Çerkezoğlu, "Hendek'te 3 Temmuz'da yaşanan cinayette 7 işçi arkadaşımızı kaybettiğimiz davanın duruşması için buradayız. Patlama yaşandığında, çok kısa bir süre içinde buradaydık. Patlama alanında yürürken birkaç saat sonra bile devam eden bir süreçti. Bu fabrika daha önce defalarca bu tür patlamaların yaşandığı bir yer. Daha önce 6 kez patlama yaşanmış ama yine farklı isimler altında üretime devam edilmiştir. Üretim zorlamasıyla insanların canının hiçe sayıldığı bir süreci o gün orada da gözlemlemiştik. Bugün burada ailelerimizle, avukatlarımızla birlikteyiz. DİSK olarak Soma'dan Ermenek'e Torunlar'dan Hendek'e kadar iş cinayetlerine karşı adalet arayışımız devam edecek. Eşitliğin adaletin olduğu bir çalışma hayatının kurulması için mücadelemiz devam edecek" diye konuştu.

 

"Bilerek Yapılan Bir Cinayetle Karşı Karşıyayız"

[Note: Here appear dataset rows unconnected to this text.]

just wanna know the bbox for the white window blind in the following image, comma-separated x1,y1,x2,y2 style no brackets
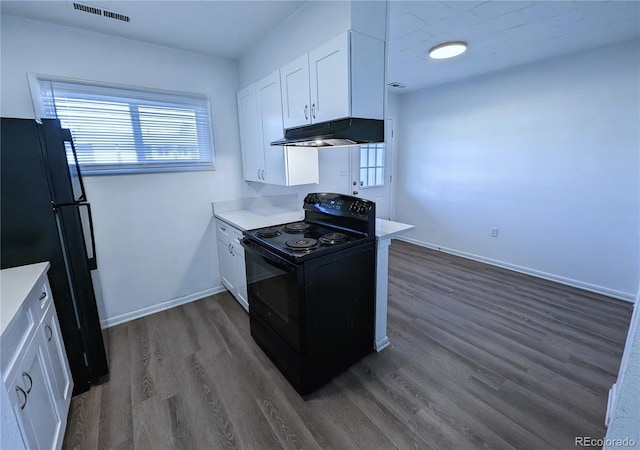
36,78,215,174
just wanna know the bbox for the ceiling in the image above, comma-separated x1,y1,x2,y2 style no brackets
1,1,639,91
389,1,640,91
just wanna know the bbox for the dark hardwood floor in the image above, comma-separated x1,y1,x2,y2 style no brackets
63,240,633,450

Patlamada dayısını kaybeden Avukat Gülşen Uzuner "Burada 7 canımızı kaybettik. Ailelerin yanındayız ve ailelerin de bir parçasıyız aynı zamanda. Bir kasıtla, bilerek yapılan bir cinayetle karşı karşıyayız. Kimse ihmal, taksir veya başka şeylerin arkasına saklanmasın" dedi.

 

"Böyle Üretim Yapanların Peşini Bırakmayacağız"

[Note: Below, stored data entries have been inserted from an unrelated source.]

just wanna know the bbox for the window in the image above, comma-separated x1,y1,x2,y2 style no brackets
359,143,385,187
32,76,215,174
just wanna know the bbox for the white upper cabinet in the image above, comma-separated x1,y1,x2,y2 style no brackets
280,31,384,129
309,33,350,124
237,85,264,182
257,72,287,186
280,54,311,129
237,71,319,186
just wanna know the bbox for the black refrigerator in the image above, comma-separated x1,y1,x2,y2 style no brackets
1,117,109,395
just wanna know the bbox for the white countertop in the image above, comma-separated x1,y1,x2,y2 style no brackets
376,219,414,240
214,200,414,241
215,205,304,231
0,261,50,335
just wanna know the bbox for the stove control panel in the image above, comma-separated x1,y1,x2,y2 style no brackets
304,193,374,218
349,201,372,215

Bilinmiş, saklanmış, organize edilmiş, denetlemeden kaçırılmış veya denetimle anlaşılmış bir dosya olduduğunu söyleyen Uzuner, "Daha önce de bu fabrikada hayatını kaybedenler, yaralananlar var. Onlarla birlikte bir daha olmasın diye de kendi canımızın hesabını sormaya geldik. Bu davanın, Coşkunların, böyle üretim yapan işverenlerin peşini bırakmayacağız" dedi.

 

"Hakimler Bizi Süründürmeden Sorumlulara Cezaları Versin"

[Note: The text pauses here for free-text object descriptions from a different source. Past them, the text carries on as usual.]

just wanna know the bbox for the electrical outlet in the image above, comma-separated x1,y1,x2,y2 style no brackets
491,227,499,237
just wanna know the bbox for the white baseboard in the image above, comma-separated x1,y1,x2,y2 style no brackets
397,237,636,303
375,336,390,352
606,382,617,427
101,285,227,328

Hendek'teki fabrika patlamasında yakınını kaybeden Hatun Tepeçınar da "Biz adalet için buradayız. Acılarımız her gün kat kat artıyor. İşçilerin emekçilerin hiçe sayıldığı bir ülkede yaşıyoruz. Biz böyle bir ülke istemiyoruz. Hakimlerin bizleri süründürmeden cezalarını vermelerini istiyoruz" dedi.